Nightly Mass-Check for Normal People

Nightly mass check is how we check rules in the SandBox and adjust to the ever changing behavior of spammers. But there are many problems in the current process which limits its current effectiveness.

Problems

  • 1) It is only really usable on Linux/Unix hosts, or maybe Cygwin with a bunch of effort, although not easily with any Windows clients. Even if you are a Linux user, it is *TOO HARD* to setup and get it to work properly.
  • 2) As a result, most if not all people sorting corpora and participating in nightly mass checks and corpus scoring are somehow related to a single demographic: computer hackers.
  • 3) We don't have participants who are representative of normal users. These are people that use computers for reasons other than their work or hobby.
  • 4) We don't have various languages represented in the corpus, especially Asian languages.
  • 5) Normal users are less likely to understand the sorting rules and require training. Maybe their results would be less trusted.

Proposal

We need a way to make nightly mass check easily accessible to normal users.
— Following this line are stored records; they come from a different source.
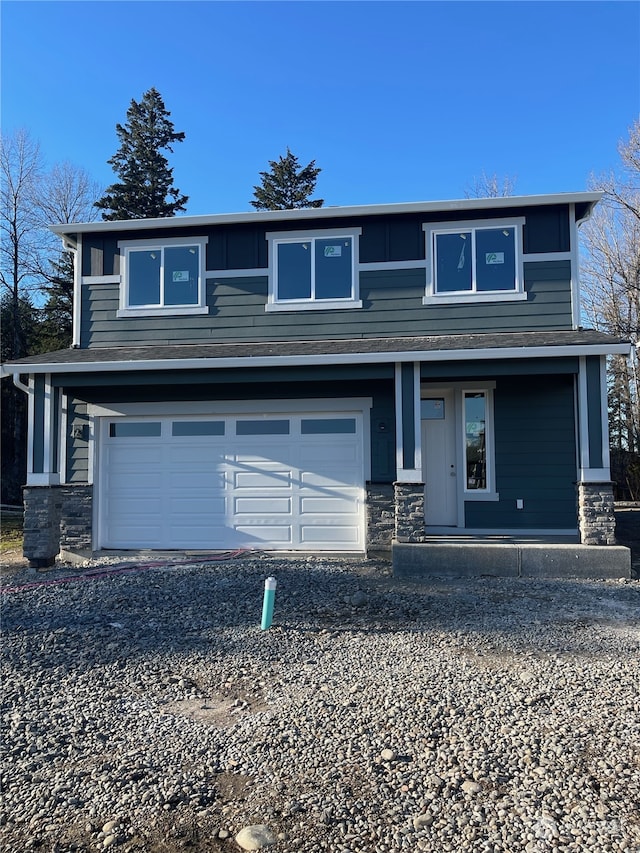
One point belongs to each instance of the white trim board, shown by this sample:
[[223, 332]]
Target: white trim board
[[491, 353], [69, 230]]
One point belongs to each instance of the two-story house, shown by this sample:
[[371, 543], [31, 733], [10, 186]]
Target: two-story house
[[330, 379]]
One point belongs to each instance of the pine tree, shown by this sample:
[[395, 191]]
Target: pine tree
[[145, 189], [287, 186]]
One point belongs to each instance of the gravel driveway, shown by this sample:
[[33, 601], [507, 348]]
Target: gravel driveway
[[143, 709]]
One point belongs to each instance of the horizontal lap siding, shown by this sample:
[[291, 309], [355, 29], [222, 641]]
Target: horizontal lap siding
[[392, 305], [535, 456]]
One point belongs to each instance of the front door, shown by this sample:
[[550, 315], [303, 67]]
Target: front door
[[439, 459]]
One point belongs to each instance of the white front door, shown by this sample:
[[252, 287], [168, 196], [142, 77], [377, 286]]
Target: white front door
[[439, 459]]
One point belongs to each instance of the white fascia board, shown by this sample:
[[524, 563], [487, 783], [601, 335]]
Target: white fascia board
[[429, 207], [496, 353]]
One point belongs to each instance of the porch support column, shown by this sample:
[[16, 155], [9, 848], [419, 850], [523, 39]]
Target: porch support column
[[596, 517], [409, 485], [42, 499], [44, 439]]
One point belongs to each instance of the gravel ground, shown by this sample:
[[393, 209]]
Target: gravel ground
[[143, 709]]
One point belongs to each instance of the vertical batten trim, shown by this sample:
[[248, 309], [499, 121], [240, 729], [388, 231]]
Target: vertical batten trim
[[574, 248], [47, 425], [398, 402], [417, 458], [604, 414], [583, 413], [76, 319], [62, 438], [30, 425]]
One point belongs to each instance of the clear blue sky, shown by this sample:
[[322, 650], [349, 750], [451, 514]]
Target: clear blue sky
[[396, 101]]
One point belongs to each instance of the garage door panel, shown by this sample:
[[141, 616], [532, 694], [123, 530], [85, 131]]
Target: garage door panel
[[197, 454], [312, 453], [327, 535], [144, 485], [138, 454], [260, 505], [262, 479], [211, 506], [330, 505], [313, 480], [200, 480], [295, 491], [277, 534]]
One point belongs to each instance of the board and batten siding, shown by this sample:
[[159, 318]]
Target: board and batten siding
[[535, 456], [392, 306]]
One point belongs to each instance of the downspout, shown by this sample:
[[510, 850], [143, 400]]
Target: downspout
[[575, 290], [76, 249], [20, 384]]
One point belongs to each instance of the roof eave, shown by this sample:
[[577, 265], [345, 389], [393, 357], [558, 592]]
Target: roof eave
[[491, 353], [71, 230]]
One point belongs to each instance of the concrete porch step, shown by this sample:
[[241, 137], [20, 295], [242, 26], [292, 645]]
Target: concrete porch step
[[477, 557]]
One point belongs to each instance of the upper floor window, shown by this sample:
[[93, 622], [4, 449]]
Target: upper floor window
[[313, 270], [163, 277], [480, 260]]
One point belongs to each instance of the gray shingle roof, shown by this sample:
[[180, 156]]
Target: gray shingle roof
[[353, 350]]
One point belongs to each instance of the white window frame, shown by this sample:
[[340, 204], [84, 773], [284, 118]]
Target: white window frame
[[276, 238], [126, 247], [489, 492], [432, 229]]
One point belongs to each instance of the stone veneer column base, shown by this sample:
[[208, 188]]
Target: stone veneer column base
[[381, 519], [409, 516], [56, 516], [596, 518], [41, 525]]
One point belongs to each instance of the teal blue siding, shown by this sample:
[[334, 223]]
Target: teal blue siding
[[392, 306], [461, 370], [38, 425], [535, 456], [384, 238], [408, 417], [594, 411], [547, 229]]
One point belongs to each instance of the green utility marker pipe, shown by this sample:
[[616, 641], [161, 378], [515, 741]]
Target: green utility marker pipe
[[268, 602]]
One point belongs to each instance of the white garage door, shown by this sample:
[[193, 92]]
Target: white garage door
[[289, 482]]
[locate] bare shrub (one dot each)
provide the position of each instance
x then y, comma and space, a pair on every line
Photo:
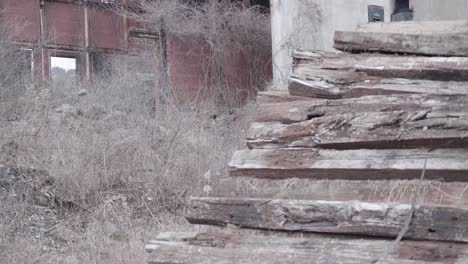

They need easy to use software to do mass checks and submit results. They must be properly trained on the sorting rules. Our project then needs some way of tracking the level of trust of these growing number of submitters.

I envision that generally hackers that care about spamassassin will urge their non-hacker friends to use this software as part of their daily e-mail. It is easy to convince people about the social benefit and how you can volunteer some time to help the rest of the world.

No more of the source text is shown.